Reasons why India has not been able to achieve inclusive growth in the economy

  • Growth vs. Development
    • Over a period since economic reforms, India’s economic growth has witnessed a mixed effect on the real development.
    • GDP is considered the key parameter of economic growth. In reality, the increasing GDP growth rate has not trickled down to the bottom of pyramid.
    • A research study carried by Indira Gandhi Institute of Development Research, an autonomous think-tank under Reserve Bank of India find out that economic growth has “trickled down” in both rural and urban areas; it has not been in favour of the poor.
    • In urban areas, growth has been “anti-poor.” BPL and poor of the poor still remains marginalized. Such issues are quite fundamental in nature as they depict the lack of clarity in the vision and strategy of the policy.
    • It is time, to put the Inclusive Growth as the central agenda of the economic growth.

 

  • Defining Poor
    • Who are poor and who should be the beneficiaries of the welfare schemes? Without a proper criterion of poverty, proper policy framework for inclusive growth cannot be developed.
    • Efforts have been put taking calorie values, wages etc. as criteria of defining poverty line.
    • The lacuna of poverty definition also impacts the other associated areas such as employment schemes and subsidies for the poor.
    • All this have repercussions on inclusive growth. Govt. is gung-ho on the observation the reducing rate of poverty which has come down to the level of 35% but the inequality has increased at the same time.

 

  • Fiscal Deficit
    • Development schemes run by the govt. have created a dilemma of expanding fiscal deficit.
    • India’s current fiscal deficit situation has limited the prospect of development schemes.
    • India has significantly high debt to GDP ratio, balance of trade (negative) and current account deficit (CAD).
    • Last year’s estimates were: fiscal deficit: 5.2% of GDP; CAD: USD 92 billion; stimulus package: Rs. 1.84 lakh crore (3% of GDP). The govt. has set a target of reducing fiscal deficit to the level of 3 per cent by 2016-17.
    • Fiscal deficit also creates the problem of inflation which in turn makes the poor even more vulnerable.
    • Increasing CAD is comparatively more detrimental to INCLUSIVE GROWTH than fiscal deficit.

 

  • Ill-effects of LPG:
    • Liberalization, privatization and globalization of Indian economy has ushered the poor to vulnerability and irony.
    • Liberalization and privatization have particularly suited to the Indian private corporate, elites and rich. Globalization has created a question of existence in-front of small and medium enterprises (SMEs).
    • Have a look at the plight of the women employed in the cotton fields of northern India. Now, India’s share of textile industries in world trade is remarkably low.
    • All this have limited the growth potential and created the problem of unemployment.

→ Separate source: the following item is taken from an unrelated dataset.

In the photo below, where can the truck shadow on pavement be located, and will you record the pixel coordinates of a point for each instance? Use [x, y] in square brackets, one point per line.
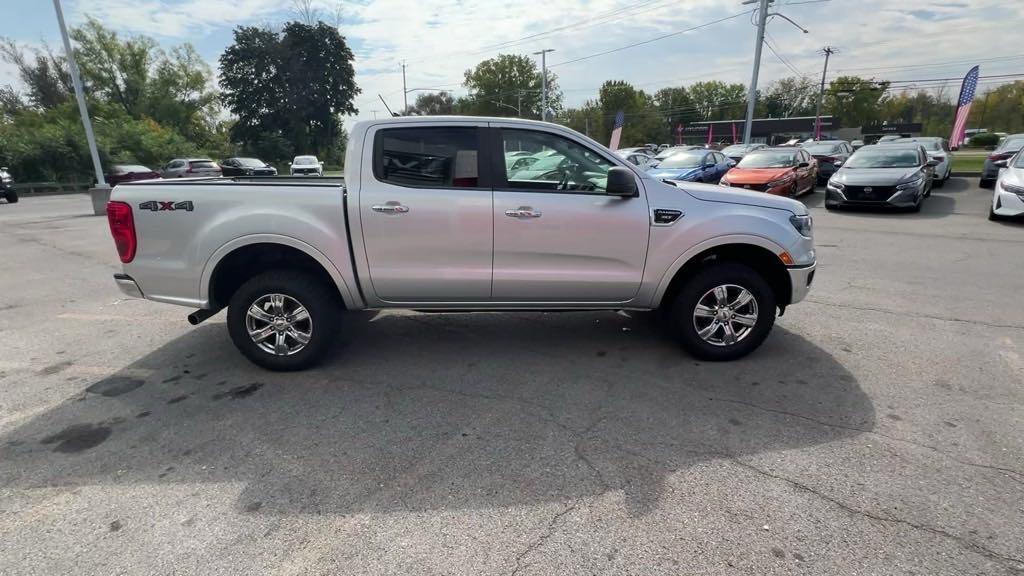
[424, 412]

The malfunctioning of LPG in Indian scenario has surmounted new issues viz. gender inequality and threat to women empowerment.

 

  • Social-injustice:
    • Government is gung-ho on their efforts of reducing the poverty rate; even the UN’s MDG report affirms that India’s poverty rate is expected to fall to 22% by 2015 from 51% in 1990.
    • At the same time, there are other chronicle issues which have magnified over a period e.g. child malnutrition.
    • Poor skilling and professional competencies; Lack women’s in mainstream economic activities; Poor nutritional, health and educational indicators
    • A Hunger and Malnutrition Survey 2011 revealed something shocking; in the 100 focus districts with the poorest child development indicators, over 40 per cent of children were underweight and almost 60 per cent stunted.
    • Regional Disparities; Inadequate infrastructure; Social inequality and discrimination
    • Citing the report, the PM lamented: the problem of malnutrition a matter of national shame. Rich have become richer and poor have become poorer, marginalized are even more ignored, also, poverty has concentrated more in backward classes, minority, SCs and STs.

 

  • Infrastructure:
    • Infrastructure is fundamental to the economic and inclusive growth. In budgetary allocations, Infrastructure is assigned the highest expenditure. Major proportion of this allocation goes to large projects such as power generation, freight corridors, and airports etc.
    • While rural infrastructure is immensely neglected. In many areas, the lack of proper infrastructure is acute.
    • Major thrust of the infrastructural development of the govt. has been from view of industrial development. Agriculture, for an instance, has always lacked the focus. Infrastructure to support and facilitate backward linkages in agriculture e.g. cold storage houses, processing facilities, rural transport is need of the hour.
    • Apart from that, the rural-urban divide in infrastructure development has become prominent.
    • For a case in point, Eleventh plan recognizes that: It is an irony that the phenomenal growth in the telecom sector has also created a digital divide in terms of mobile and land line connections and Internet and broadband connections between urban and rural India.
    • The plan also highlights the dearth of rural electrification and observes that rural electrification an important instrument to bring about inclusive growth by making electricity available to farmers and in rural areas. 7.8 crore rural households still remains un-electrified.

 

  • Low Technology and Innovation:
    • Indian economy is suffering from a technology-lag vis-a-vis developed economies and other industrialized economies. Poor rate of technology and innovation creates a burden on capital and resource base.
    • India’s agricultural productivity is far below to that of developed countries. Agriculture is mainstay of the economic growth and a source to unskilled work-force employment.
    • The rapid technological development in primary activities such as agriculture creates a question of economic duality in front of the policy makers of the country. This means, if a high rate of technology is adopted in primary sector industry, then it may lead to high rate of unemployment, but at the same time, without technological progress, the productivity would be less to sustain the pressure on the economy.
    • Considering this, there is an immediate requirement of technologies such as green technology, environmentally friendly technologies and renewable energy technology etc. so that the pressure on natural resources may be overcome.
    • Policy makers have to address the economic duality judiciously. Apart from that, the innovation per se is required to be a harbinger of Inclusive Growth which is broad sense is termed as inclusive innovation.
    • Inclusive innovation means the creation and absorption of product and services relevant to the poor. In this case, SMEs, MSMEs and grass root innovation enabling agencies such as National Innovation Foundation can play a decisive role. Finance, competency and infrastructure are the foundation for inclusive innovation and enabler for Inclusive Growth.